Hollingsworth: There has to be a sensitivity to and acceptance of differences. So, when you hire diversity, the diversity’s going to stay. People work for people more than they work for a company. If we can figure out how to make everybody feel welcome, they will be comfortable enough to stay.

Sachtleben: In school, I remember being told, ‘You’re going to have to choose: Do you want to be a great architect or do you want to have a family?’ I decided early to have both. Where we’ve evolved with technology and flexibility in the workplace has really made that possible—and not just for women. We’ve come a long way, but we’ve got a long way to go.

Farokhi: Diversity brings to a team, project and company as a whole different people with different backgrounds, experiences and knowledge who work together to achieve the same goal. Diversity breeds creativity and innovation. All of a sudden there is a bond that takes place. Everyone gets into this ‘Let’s get it done’ kind of mentality. The experience is priceless.

Elizondo: Projects are more effective when we bring diversity in. If we’re close-minded and stick to the same script, nothing actually happens and we don’t grow.
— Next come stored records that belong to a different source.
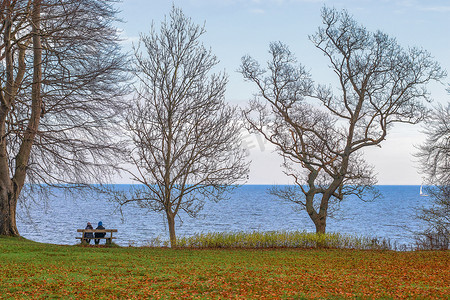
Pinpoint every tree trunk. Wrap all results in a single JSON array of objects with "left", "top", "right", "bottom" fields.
[
  {"left": 313, "top": 216, "right": 327, "bottom": 233},
  {"left": 166, "top": 212, "right": 177, "bottom": 248},
  {"left": 0, "top": 178, "right": 19, "bottom": 236},
  {"left": 0, "top": 0, "right": 42, "bottom": 236}
]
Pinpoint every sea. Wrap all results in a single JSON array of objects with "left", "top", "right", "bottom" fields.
[{"left": 17, "top": 185, "right": 431, "bottom": 247}]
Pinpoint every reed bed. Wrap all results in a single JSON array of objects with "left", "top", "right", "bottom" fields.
[{"left": 177, "top": 231, "right": 393, "bottom": 250}]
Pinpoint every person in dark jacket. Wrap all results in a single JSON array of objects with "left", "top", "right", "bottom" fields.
[
  {"left": 84, "top": 222, "right": 94, "bottom": 244},
  {"left": 95, "top": 221, "right": 106, "bottom": 245}
]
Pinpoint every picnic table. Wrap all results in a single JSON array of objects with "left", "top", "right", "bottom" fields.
[{"left": 75, "top": 229, "right": 117, "bottom": 244}]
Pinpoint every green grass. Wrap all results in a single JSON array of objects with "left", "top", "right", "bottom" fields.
[{"left": 0, "top": 238, "right": 450, "bottom": 299}]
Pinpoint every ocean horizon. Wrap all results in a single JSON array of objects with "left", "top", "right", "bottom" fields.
[{"left": 17, "top": 184, "right": 430, "bottom": 246}]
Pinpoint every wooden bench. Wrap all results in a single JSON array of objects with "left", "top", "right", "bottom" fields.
[{"left": 75, "top": 229, "right": 117, "bottom": 244}]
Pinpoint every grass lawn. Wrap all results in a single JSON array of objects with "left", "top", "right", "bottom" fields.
[{"left": 0, "top": 238, "right": 450, "bottom": 299}]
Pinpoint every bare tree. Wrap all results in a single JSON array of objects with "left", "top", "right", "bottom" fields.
[
  {"left": 240, "top": 8, "right": 445, "bottom": 233},
  {"left": 0, "top": 0, "right": 127, "bottom": 236},
  {"left": 116, "top": 7, "right": 248, "bottom": 247},
  {"left": 416, "top": 103, "right": 450, "bottom": 249}
]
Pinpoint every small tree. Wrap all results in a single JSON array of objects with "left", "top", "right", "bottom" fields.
[
  {"left": 416, "top": 103, "right": 450, "bottom": 249},
  {"left": 240, "top": 8, "right": 445, "bottom": 233},
  {"left": 121, "top": 7, "right": 248, "bottom": 247}
]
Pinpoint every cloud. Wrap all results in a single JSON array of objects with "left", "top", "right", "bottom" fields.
[
  {"left": 420, "top": 6, "right": 450, "bottom": 12},
  {"left": 250, "top": 8, "right": 266, "bottom": 15}
]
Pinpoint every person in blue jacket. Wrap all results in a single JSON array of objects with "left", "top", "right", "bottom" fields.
[
  {"left": 94, "top": 221, "right": 106, "bottom": 245},
  {"left": 84, "top": 222, "right": 94, "bottom": 244}
]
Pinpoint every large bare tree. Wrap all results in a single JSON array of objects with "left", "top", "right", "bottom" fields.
[
  {"left": 240, "top": 8, "right": 445, "bottom": 233},
  {"left": 116, "top": 7, "right": 248, "bottom": 247},
  {"left": 0, "top": 0, "right": 126, "bottom": 236},
  {"left": 416, "top": 103, "right": 450, "bottom": 249}
]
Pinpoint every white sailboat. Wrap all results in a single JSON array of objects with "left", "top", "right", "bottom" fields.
[{"left": 420, "top": 185, "right": 428, "bottom": 197}]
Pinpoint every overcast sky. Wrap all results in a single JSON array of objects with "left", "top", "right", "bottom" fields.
[{"left": 119, "top": 0, "right": 450, "bottom": 185}]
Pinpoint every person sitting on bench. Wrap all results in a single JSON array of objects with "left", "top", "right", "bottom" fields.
[
  {"left": 84, "top": 222, "right": 94, "bottom": 244},
  {"left": 94, "top": 221, "right": 106, "bottom": 245}
]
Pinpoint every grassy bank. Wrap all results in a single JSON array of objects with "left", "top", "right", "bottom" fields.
[{"left": 0, "top": 238, "right": 450, "bottom": 299}]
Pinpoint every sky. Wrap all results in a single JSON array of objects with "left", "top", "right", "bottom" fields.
[{"left": 114, "top": 0, "right": 450, "bottom": 185}]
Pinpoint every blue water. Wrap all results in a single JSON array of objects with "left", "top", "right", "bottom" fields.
[{"left": 17, "top": 185, "right": 430, "bottom": 246}]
I actually am proud when I see women out in the field. Engaging that diverse background makes us a lot stronger as an industry. That’s the key to growth.

Countryman: Our clients are leaps and bounds ahead of the construction industry in diversity. They feel more comfortable when they’re working with folks that are from diverse backgrounds because it makes them think we’re understanding of their ideas.

Burgess: We were, I think, the first in Florida to voluntarily achieve certification as a JUST Organization, a platform that looks at social equity in a corporate organization and how employees are treated. We found it’s a really good metric to reevaluate how we’re doing in terms of equity, diversity and how we’re investing in our employees. We’d encourage other industry companies to follow suit and take a hard look at how to achieve diversity through JUST metrics.

 

What are the most exciting technologies on the horizon that will change how AEC employers provide services and impact society?

 

Liu: There are huge opportunities for things such as vehicle and infrastructure communication. How do we adapt our infrastructure to be able to handle tomorrow’s technology?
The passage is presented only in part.